We will comply with all laws, rules, regulations and policies (collectively, the "Applicable Laws") that are applicable to our activities, and expect all our directors, officers and employees to obey the Applicable Laws. Specifically, unless otherwise required by Applicable Laws, we are committed to:
  • maintaining a safe and healthy work environment;
  • promoting a workplace that is free from discrimination or harassment based on race, colour, religion, gender, age, national origin, disability or other factors that are unrelated to the Corporation's business interests;
  • supporting fair competition and laws prohibiting restraints of trade and other unfair trade practices;
  • conducting our activities in full compliance with all applicable environmental laws;
  • keeping the political activities of our directors, officers and employees separate from our business;
  • prohibiting any illegal payments, gifts, or gratuities to any government officials or political party or to any other person or Corporation;
  • prohibiting the unauthorized use, reproduction, or distribution of any third party's trade secrets, copyrighted information or confidential information;
  • prohibiting the sale or export, either directly or through our representatives, of our products to countries where goods such as ours may not be sold; and
  • complying with all applicable securities laws.
Our directors, officers and employees are prohibited from trading our securities while in possession of material, nonpublic ("inside") information about the Corporation. We have adopted an Insider Trading Policy in this regard, with which all directors, officers and employees must comply.
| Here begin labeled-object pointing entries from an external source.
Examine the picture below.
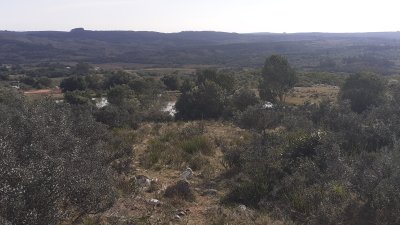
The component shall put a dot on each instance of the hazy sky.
(241, 16)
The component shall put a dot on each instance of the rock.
(210, 192)
(180, 190)
(143, 181)
(187, 174)
(155, 202)
(211, 184)
(154, 186)
(242, 207)
(181, 213)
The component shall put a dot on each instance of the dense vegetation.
(327, 161)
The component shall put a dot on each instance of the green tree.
(54, 163)
(277, 79)
(202, 102)
(172, 83)
(82, 69)
(73, 83)
(363, 90)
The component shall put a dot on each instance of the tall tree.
(277, 79)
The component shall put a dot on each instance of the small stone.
(242, 207)
(176, 217)
(187, 174)
(210, 192)
(155, 202)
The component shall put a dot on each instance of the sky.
(241, 16)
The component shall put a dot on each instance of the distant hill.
(341, 52)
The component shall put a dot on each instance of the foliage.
(278, 79)
(54, 163)
(208, 98)
(363, 90)
(172, 83)
(73, 83)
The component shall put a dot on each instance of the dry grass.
(138, 209)
(314, 94)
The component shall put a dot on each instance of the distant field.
(313, 94)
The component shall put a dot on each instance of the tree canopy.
(278, 78)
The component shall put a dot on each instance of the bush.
(54, 162)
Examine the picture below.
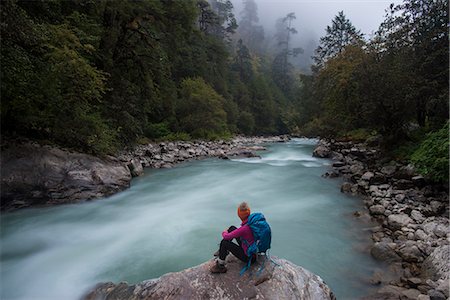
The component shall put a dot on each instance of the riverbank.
(413, 216)
(35, 175)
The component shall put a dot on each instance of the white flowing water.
(171, 219)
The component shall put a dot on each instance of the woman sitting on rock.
(243, 236)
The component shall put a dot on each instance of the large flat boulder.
(282, 280)
(42, 175)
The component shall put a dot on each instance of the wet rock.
(43, 175)
(418, 181)
(377, 209)
(411, 294)
(436, 295)
(346, 187)
(286, 281)
(338, 164)
(397, 221)
(403, 184)
(385, 252)
(436, 265)
(409, 252)
(388, 170)
(417, 216)
(322, 152)
(135, 167)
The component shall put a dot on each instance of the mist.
(312, 18)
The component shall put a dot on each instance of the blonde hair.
(244, 206)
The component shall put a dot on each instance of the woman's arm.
(234, 234)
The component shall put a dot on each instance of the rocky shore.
(413, 216)
(42, 175)
(282, 280)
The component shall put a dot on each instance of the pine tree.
(339, 35)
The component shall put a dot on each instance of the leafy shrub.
(431, 158)
(200, 110)
(157, 130)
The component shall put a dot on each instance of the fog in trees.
(312, 18)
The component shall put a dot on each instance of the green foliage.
(157, 130)
(200, 110)
(432, 156)
(390, 84)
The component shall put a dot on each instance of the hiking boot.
(218, 268)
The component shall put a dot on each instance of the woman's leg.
(238, 240)
(229, 246)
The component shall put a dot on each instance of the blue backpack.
(262, 235)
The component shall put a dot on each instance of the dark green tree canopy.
(340, 34)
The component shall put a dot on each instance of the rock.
(385, 252)
(409, 252)
(322, 152)
(331, 174)
(374, 141)
(421, 235)
(418, 181)
(414, 281)
(436, 295)
(403, 184)
(367, 176)
(287, 281)
(346, 187)
(357, 168)
(388, 292)
(388, 170)
(135, 167)
(378, 178)
(377, 209)
(43, 175)
(411, 294)
(436, 207)
(436, 265)
(417, 216)
(405, 172)
(338, 164)
(397, 221)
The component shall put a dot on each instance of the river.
(171, 219)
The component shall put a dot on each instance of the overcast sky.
(313, 16)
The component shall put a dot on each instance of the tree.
(341, 34)
(419, 29)
(281, 68)
(242, 62)
(226, 21)
(200, 110)
(251, 34)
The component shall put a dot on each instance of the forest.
(98, 76)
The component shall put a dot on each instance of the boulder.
(409, 252)
(417, 216)
(322, 152)
(135, 167)
(286, 281)
(403, 184)
(436, 265)
(346, 187)
(397, 221)
(385, 252)
(367, 176)
(388, 170)
(42, 175)
(418, 181)
(377, 209)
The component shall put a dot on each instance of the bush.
(157, 130)
(431, 158)
(200, 110)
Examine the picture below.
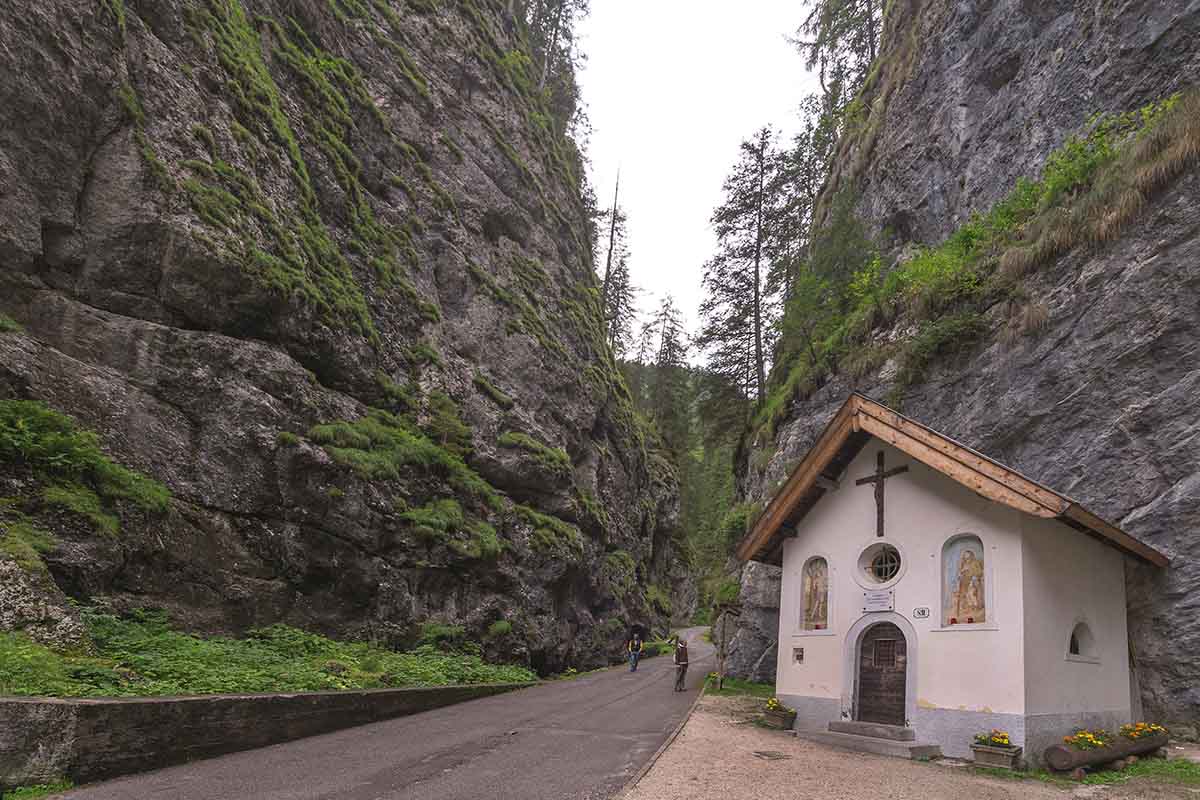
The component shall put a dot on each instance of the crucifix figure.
(877, 479)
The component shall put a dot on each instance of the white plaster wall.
(964, 668)
(1071, 577)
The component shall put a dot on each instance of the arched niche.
(965, 584)
(815, 594)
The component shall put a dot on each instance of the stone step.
(876, 729)
(873, 744)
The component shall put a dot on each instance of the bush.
(83, 480)
(551, 459)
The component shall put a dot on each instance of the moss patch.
(550, 459)
(381, 445)
(551, 535)
(81, 477)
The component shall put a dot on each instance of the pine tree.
(798, 178)
(839, 38)
(669, 402)
(737, 308)
(618, 295)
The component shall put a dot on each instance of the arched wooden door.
(882, 673)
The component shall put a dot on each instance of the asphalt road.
(567, 740)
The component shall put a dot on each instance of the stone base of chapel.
(954, 729)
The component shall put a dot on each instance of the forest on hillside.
(769, 289)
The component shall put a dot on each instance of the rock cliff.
(1096, 398)
(323, 270)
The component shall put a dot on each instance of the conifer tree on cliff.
(840, 40)
(670, 402)
(736, 310)
(618, 295)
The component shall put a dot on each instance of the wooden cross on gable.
(877, 479)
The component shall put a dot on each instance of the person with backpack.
(681, 659)
(635, 651)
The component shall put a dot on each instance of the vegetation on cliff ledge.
(72, 475)
(1089, 190)
(143, 655)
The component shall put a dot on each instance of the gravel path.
(714, 758)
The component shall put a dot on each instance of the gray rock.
(144, 322)
(1099, 403)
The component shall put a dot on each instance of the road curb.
(646, 768)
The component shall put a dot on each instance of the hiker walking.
(635, 651)
(681, 663)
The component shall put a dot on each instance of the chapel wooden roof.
(849, 431)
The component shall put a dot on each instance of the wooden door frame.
(853, 653)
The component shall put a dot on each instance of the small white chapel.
(930, 593)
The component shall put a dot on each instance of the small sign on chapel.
(879, 601)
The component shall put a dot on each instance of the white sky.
(672, 86)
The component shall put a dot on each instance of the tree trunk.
(551, 43)
(757, 277)
(607, 266)
(870, 30)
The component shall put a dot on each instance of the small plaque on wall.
(877, 601)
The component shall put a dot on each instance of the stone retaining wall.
(42, 739)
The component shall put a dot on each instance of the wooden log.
(1065, 758)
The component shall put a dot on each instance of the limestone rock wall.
(223, 222)
(1099, 403)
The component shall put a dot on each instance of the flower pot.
(1065, 759)
(780, 720)
(991, 756)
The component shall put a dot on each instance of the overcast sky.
(672, 86)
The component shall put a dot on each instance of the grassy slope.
(145, 656)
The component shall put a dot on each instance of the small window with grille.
(886, 653)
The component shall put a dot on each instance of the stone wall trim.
(94, 739)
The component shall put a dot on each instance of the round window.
(885, 564)
(880, 566)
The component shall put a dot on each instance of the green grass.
(659, 599)
(619, 570)
(1175, 770)
(287, 439)
(23, 541)
(738, 687)
(551, 535)
(83, 501)
(77, 474)
(1087, 190)
(553, 461)
(497, 396)
(40, 791)
(143, 655)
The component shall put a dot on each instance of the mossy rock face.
(322, 258)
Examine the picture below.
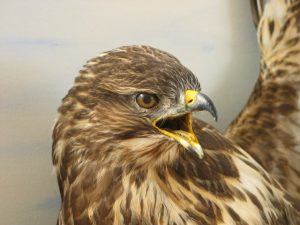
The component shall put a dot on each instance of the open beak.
(179, 126)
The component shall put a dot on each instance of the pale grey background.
(43, 43)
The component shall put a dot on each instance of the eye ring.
(146, 100)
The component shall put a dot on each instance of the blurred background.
(43, 45)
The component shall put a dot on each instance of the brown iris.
(147, 101)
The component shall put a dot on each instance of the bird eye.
(147, 101)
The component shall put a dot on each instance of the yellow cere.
(190, 96)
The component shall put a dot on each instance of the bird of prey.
(127, 150)
(269, 126)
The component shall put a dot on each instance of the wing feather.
(269, 125)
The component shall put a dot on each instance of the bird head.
(138, 100)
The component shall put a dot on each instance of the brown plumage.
(115, 167)
(123, 158)
(269, 126)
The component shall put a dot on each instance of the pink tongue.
(188, 136)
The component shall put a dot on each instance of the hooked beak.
(178, 126)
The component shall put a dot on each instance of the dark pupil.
(147, 99)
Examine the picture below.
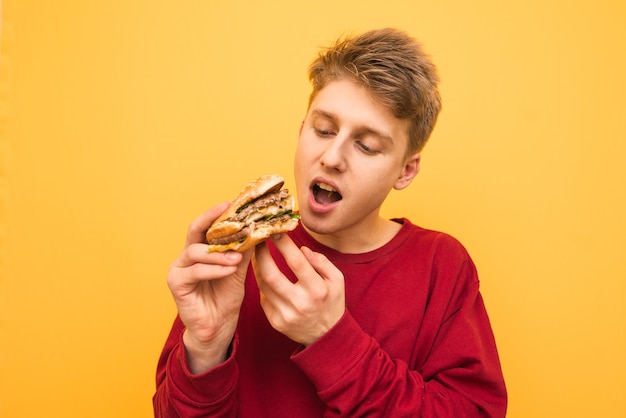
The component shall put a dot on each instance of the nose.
(334, 155)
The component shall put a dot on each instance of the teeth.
(326, 187)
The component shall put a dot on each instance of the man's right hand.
(208, 289)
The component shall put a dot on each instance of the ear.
(409, 171)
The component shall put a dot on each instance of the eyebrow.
(363, 128)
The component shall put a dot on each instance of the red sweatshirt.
(415, 340)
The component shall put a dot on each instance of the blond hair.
(395, 69)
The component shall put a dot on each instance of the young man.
(351, 314)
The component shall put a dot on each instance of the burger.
(263, 208)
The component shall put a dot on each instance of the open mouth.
(325, 194)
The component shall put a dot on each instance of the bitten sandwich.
(261, 210)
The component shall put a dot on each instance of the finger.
(322, 265)
(271, 281)
(197, 253)
(197, 229)
(296, 260)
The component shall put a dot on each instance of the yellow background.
(121, 121)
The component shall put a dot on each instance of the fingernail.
(231, 255)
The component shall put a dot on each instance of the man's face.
(350, 154)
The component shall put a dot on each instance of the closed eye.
(365, 148)
(323, 133)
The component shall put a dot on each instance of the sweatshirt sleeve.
(180, 393)
(460, 377)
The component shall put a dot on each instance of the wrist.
(201, 356)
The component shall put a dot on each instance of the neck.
(355, 242)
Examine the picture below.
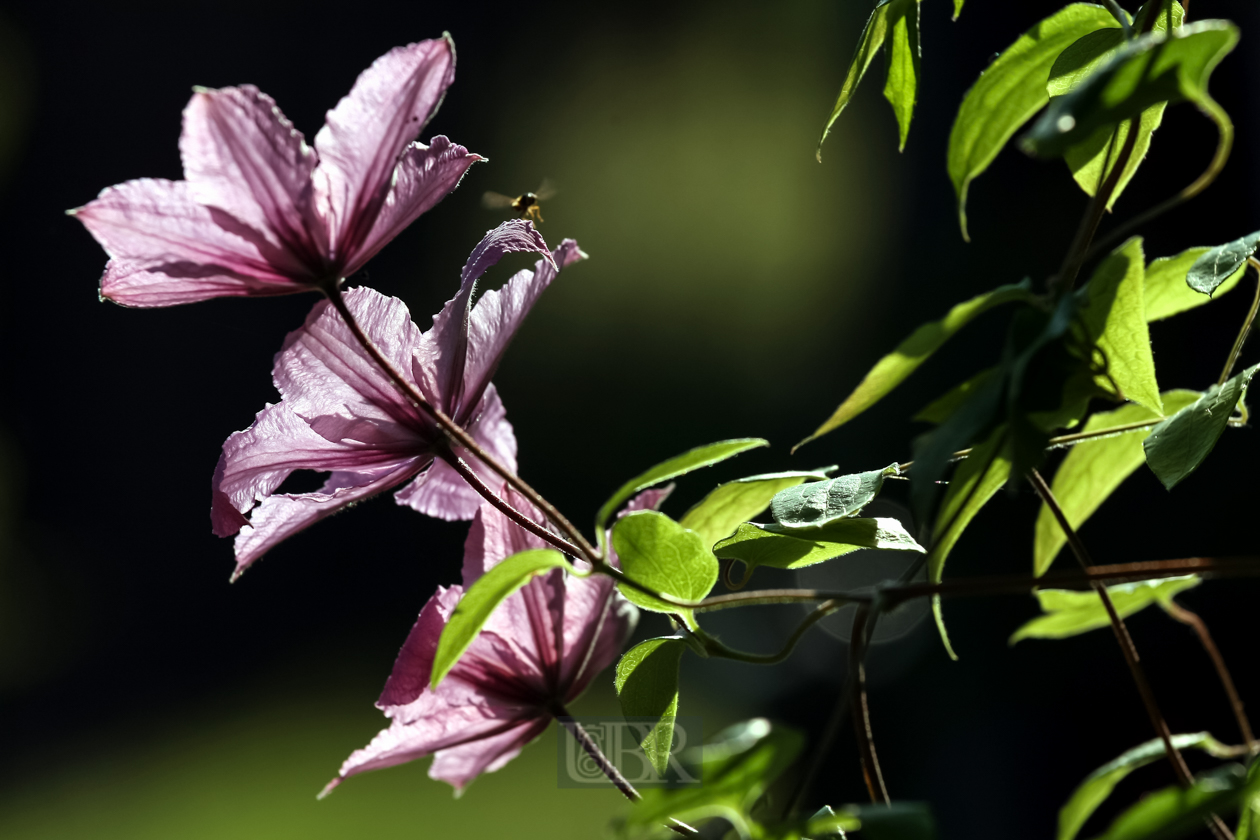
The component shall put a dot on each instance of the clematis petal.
(445, 348)
(243, 156)
(441, 491)
(180, 282)
(156, 226)
(279, 516)
(499, 314)
(257, 460)
(425, 176)
(368, 130)
(466, 741)
(324, 370)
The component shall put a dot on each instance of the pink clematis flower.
(342, 413)
(260, 212)
(537, 652)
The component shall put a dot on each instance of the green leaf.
(1091, 160)
(481, 598)
(1166, 290)
(1220, 263)
(1071, 613)
(887, 15)
(901, 87)
(975, 481)
(720, 513)
(1157, 67)
(912, 351)
(647, 683)
(1094, 469)
(737, 767)
(663, 556)
(794, 548)
(823, 501)
(702, 456)
(895, 821)
(1011, 91)
(1115, 314)
(1177, 446)
(1099, 785)
(1177, 812)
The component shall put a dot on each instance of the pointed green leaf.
(1094, 469)
(912, 351)
(1090, 161)
(822, 501)
(663, 556)
(1099, 785)
(1177, 446)
(720, 513)
(1071, 613)
(1157, 67)
(702, 456)
(737, 767)
(481, 598)
(1115, 314)
(901, 87)
(975, 480)
(647, 683)
(886, 15)
(1011, 91)
(1178, 812)
(1220, 263)
(1166, 290)
(794, 548)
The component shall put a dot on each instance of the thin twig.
(1127, 647)
(584, 738)
(861, 712)
(1246, 328)
(1191, 618)
(505, 508)
(458, 432)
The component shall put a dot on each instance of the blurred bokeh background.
(736, 287)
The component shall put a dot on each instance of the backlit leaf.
(702, 456)
(1157, 67)
(1094, 469)
(486, 593)
(720, 513)
(1071, 613)
(975, 480)
(1178, 812)
(663, 556)
(1099, 785)
(823, 501)
(1167, 292)
(794, 548)
(912, 351)
(1011, 91)
(1220, 263)
(886, 18)
(901, 87)
(1177, 446)
(1114, 311)
(647, 683)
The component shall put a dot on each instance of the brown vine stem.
(862, 713)
(1200, 627)
(1127, 647)
(587, 743)
(1246, 328)
(455, 431)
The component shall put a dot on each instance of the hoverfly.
(527, 204)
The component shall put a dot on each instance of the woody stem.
(458, 433)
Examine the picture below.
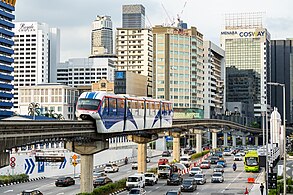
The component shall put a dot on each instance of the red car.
(163, 161)
(205, 165)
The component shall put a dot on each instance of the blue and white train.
(117, 113)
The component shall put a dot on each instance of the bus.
(251, 161)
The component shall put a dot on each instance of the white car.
(238, 157)
(111, 167)
(195, 170)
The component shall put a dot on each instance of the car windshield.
(251, 161)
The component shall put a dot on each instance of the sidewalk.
(255, 187)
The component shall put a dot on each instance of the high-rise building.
(214, 80)
(6, 60)
(282, 72)
(36, 55)
(102, 36)
(247, 46)
(133, 16)
(178, 67)
(134, 48)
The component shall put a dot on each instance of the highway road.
(235, 182)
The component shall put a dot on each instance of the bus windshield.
(251, 161)
(88, 104)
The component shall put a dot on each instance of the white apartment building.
(134, 48)
(214, 79)
(52, 96)
(85, 71)
(37, 52)
(102, 36)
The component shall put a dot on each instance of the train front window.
(251, 161)
(88, 104)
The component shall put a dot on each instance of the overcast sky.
(74, 17)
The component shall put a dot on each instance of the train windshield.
(88, 104)
(251, 161)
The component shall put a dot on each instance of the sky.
(74, 17)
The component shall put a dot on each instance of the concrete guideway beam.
(86, 151)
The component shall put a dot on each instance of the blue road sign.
(29, 166)
(62, 164)
(41, 167)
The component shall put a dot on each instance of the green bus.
(251, 161)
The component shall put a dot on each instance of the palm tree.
(34, 109)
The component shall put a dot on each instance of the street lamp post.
(284, 133)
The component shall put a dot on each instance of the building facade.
(6, 59)
(37, 52)
(55, 98)
(178, 67)
(282, 72)
(247, 46)
(134, 48)
(133, 16)
(102, 36)
(214, 80)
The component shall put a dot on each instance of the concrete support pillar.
(86, 151)
(225, 139)
(199, 142)
(256, 140)
(214, 140)
(176, 146)
(141, 157)
(244, 141)
(234, 143)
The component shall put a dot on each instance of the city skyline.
(78, 18)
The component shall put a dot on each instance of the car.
(163, 161)
(64, 181)
(99, 174)
(174, 192)
(200, 179)
(139, 191)
(222, 162)
(111, 167)
(219, 168)
(100, 181)
(174, 179)
(205, 165)
(217, 177)
(237, 157)
(166, 153)
(195, 170)
(31, 192)
(188, 185)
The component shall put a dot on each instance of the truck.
(151, 179)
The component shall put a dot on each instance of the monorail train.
(117, 113)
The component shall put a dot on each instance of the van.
(135, 181)
(186, 160)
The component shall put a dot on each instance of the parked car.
(174, 179)
(195, 170)
(200, 178)
(188, 185)
(219, 168)
(217, 177)
(166, 153)
(102, 181)
(205, 165)
(31, 192)
(64, 181)
(237, 157)
(174, 192)
(139, 191)
(111, 167)
(163, 161)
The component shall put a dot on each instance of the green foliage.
(6, 179)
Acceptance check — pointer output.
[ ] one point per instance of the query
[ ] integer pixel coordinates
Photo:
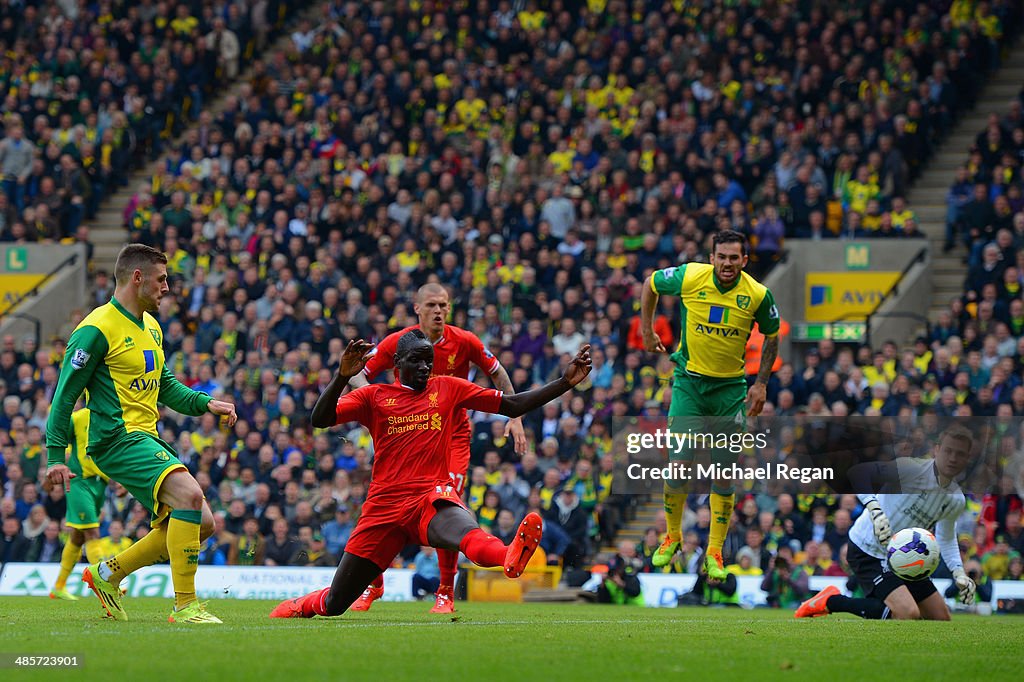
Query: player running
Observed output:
(455, 350)
(116, 354)
(720, 303)
(411, 498)
(85, 499)
(930, 498)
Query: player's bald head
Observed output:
(432, 306)
(414, 359)
(411, 340)
(428, 290)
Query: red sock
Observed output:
(448, 561)
(483, 549)
(314, 603)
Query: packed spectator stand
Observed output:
(539, 160)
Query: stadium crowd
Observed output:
(93, 90)
(538, 162)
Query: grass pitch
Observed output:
(487, 642)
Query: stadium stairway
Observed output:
(928, 196)
(108, 231)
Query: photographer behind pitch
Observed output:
(622, 586)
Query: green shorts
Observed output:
(139, 462)
(85, 498)
(707, 406)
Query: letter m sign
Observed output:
(858, 256)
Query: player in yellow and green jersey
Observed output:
(84, 501)
(116, 354)
(719, 304)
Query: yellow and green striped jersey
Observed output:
(119, 359)
(716, 322)
(80, 463)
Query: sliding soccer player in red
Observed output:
(411, 499)
(455, 350)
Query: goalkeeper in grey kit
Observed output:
(928, 497)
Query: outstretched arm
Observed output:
(520, 403)
(500, 378)
(648, 304)
(325, 412)
(86, 349)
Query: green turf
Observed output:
(488, 642)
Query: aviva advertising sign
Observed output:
(847, 296)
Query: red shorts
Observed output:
(459, 457)
(389, 522)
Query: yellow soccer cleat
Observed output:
(663, 555)
(715, 567)
(62, 594)
(195, 612)
(109, 595)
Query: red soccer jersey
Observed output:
(453, 353)
(412, 431)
Compliance with this Code is, first and foremost, the individual responsibility of every director, officer and employee. We attempt to foster a work environment in which ethical issues and concerns may be raised and discussed with supervisors or with others without the fear of retribution. It is our responsibility to provide a system of reporting and access when you wish to report a suspected violation, or to seek counseling, and if the normal chain of command cannot, for whatever reason, be used.


Our Board and Audit Committee have established the standards of business conduct contained in this Code and oversee compliance with this Code. To ensure familiarity with the Code, directors, officers, and employees will be asked to read the Code and sign a Compliance Certificate annually. Upon request, the Corporation will provide access to Blake, Cassels & Graydon LLP, our external legal counsel, to answer any questions that directors, officers and employees may have regarding their obligations under the Code.

Reporting Violations and Questions

Directors, officers, and employees must report, in person or in writing, any known or suspected violations of laws, governmental regulations or this Code to the Chair of the Audit Committee. Additionally, directors, officers, and employees may contact the Chair, the Chair of the Governance and Nomination Committee or the Chair of the Audit Committee with a question or concern about this Code or a business practice. Any questions or violation reports will be addressed immediately and seriously, and can be made anonymously. If you feel uncomfortable reporting suspected violations to these individuals, you may report matters to Blake, Cassels & Graydon LLP, our external legal counsel. The addresses and telephone numbers of these persons are listed in the attachment to this Code.

We will not allow any harassment, retaliation or any type of discrimination against a director, officer or employee who acts in good faith in reporting any violation

The Audit Committee, or a designated member of the Audit Committee, will investigate any reported violations and will determine an appropriate response, including corrective action and preventative measures and the Chair of the Governance and Nomination Committee will investigate any reported violations and will determine an appropriate response, including corrective action and preventative measures for any other matter involving the Audit Committee Chair, when required. All reports will be treated confidentially to every extent possible, consistent with the need to conduct an adequate investigation. All complaints, results of investigations, if any, and reports will be retained for seven years.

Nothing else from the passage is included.